= Harry Rabinger =

Harry Rabinger (1895–1966) was a Luxembourgish artist who is remembered for his portraits and Expressionist landscape paintings, especially those of the industrial area in the south of the country.

==Biography==

Born in the Pfaffenthal district of Luxembourg City on 25 February 1895, Rabinger started his art studies in Paris but was forced to go to Munich when war broke out in 1914. He completed his education by travelling widely, in particular to Hungary, Austria, Czechoslovakia and the Netherlands. It was in 1919 that he came into contact with the south of Luxembourg as an art teacher at the Ecole Industrielle et Commerciale and at the Lycée des Jeunes Filles in Esch-sur-Alzette. At the time, industry was expanding rapidly in the area, providing him with vivid scenes of mines, factories, railways and buildings caked in rusty red coatings.

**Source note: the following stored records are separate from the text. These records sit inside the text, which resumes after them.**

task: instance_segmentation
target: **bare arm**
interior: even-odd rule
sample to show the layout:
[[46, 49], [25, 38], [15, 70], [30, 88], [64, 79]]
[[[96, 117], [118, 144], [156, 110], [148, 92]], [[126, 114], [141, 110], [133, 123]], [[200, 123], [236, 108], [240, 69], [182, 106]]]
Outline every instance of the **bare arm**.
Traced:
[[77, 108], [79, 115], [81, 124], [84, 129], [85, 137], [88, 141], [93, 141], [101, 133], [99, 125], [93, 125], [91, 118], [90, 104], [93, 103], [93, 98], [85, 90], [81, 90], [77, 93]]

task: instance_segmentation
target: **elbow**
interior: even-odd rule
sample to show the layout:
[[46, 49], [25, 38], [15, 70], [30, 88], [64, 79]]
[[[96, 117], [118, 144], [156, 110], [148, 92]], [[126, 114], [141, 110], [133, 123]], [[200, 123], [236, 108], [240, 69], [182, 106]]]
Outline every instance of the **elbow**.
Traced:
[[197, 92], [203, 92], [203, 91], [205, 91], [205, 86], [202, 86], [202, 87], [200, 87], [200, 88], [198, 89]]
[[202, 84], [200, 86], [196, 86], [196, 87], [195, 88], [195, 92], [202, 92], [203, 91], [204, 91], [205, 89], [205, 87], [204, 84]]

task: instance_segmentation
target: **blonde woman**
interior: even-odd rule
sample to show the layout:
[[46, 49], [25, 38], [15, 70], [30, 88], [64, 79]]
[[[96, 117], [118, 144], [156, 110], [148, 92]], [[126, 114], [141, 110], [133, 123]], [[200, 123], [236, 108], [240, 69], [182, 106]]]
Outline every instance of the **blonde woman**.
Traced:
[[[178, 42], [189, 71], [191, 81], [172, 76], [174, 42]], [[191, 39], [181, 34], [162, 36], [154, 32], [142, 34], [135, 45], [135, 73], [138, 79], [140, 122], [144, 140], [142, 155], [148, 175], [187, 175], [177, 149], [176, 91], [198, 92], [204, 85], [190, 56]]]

Although he first became a member of the Cercle artistique de Luxembourg, he joined Joseph Kutter, Nico Klopp and others as a co-founder of the Luxembourg secession movement which succeeded in promoting modern art. After exhibiting his work both in Luxembourg and Brussels, he was charged by the State to paint his monumental work "Terres Rouges" (Red Lands) for the Luxembourg pavilion at the 1937 World Exhibition in Paris. In 1939, together with Jean Schaak, he exhibited large decorative panels at the New York fair where he won an award for his "Ville de Luxembourg". After the war, he went through a difficult period, limiting himself to teaching. He died on 7 September 1966 at his home in Limpertsberg.

==Style==

Rabinger's work varies from brightly coloured still lifes to startlingly realistic nudes and portraits, including his famous women with boyish hairdos. Above all, he is remembered for his landscapes of the wilds of Normandy and Brittany with rocks, cliffs and rugged coastlines. But he also painted the quieter villages and valleys of the Moselle and the Alzette and the mountains up in the Oesling. As a young artist, he was first influenced by Impressionism but soon developed an Expressionist somewhat Fauvist style with intense colouring and strong contrasts.